The advantages and disadvantages of 700c vs 650b-sized wheels have been long debated, and will continue to be discussed for a long time. Riders who are looking for on- and off-road versatility will be best served by the lower weight and better obstacle rollover of 700c wheels. Those riding rougher terrain will find that the increased tyre size and volume of 650b wheels offer a significant advantage in grip and comfort.
Many gravel bikes will be able to accommodate both wheel sizes, giving riders who invest in a spare set of wheels the option of 'two bikes in one': a 700c wheelset set-up with fast-rolling tyres for the road and a 650b wheelset with large, knobbly tyres for more adventurous riding.
Don't forget to keep it safe and well-maintained
Once you've taken the plunge and invested in a new gravel bike, your two-wheeled journey is only just beginning.

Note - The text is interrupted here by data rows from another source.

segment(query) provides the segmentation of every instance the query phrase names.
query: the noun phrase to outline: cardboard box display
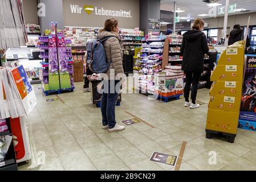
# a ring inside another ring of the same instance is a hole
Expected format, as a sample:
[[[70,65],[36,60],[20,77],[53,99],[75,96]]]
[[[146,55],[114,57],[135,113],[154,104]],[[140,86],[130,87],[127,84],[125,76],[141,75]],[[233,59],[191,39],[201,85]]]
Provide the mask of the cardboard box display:
[[[239,112],[228,112],[208,109],[206,129],[236,134],[238,124]]]
[[[208,108],[239,113],[241,100],[241,97],[230,97],[220,95],[212,96],[209,101]]]
[[[243,81],[243,66],[218,65],[210,77],[210,81]]]
[[[213,82],[210,89],[210,96],[217,95],[241,97],[242,81],[218,81]]]
[[[241,65],[245,60],[243,46],[242,47],[227,48],[221,55],[218,65]]]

Riding on gravel is rarely a clean affair, so it'll be imperative that you keep your bike clean and well maintained. If cleaning it after every muddy ride seems like a daunting chore, then at the very least ensure you keep the chain lubricated with the best bike chain lubes.
Also, the last thing you want to happen is for it to be stolen so ensure you take steps to reduce this risk. We have an article dedicated to advising how to prevent bike theft, but the key takeaways are to ensure you choose the best bike lock, know how to lock a bike correctly, and shop around to compare bicycle insurance to ensure you are covered by the best bike insurance policy for your needs.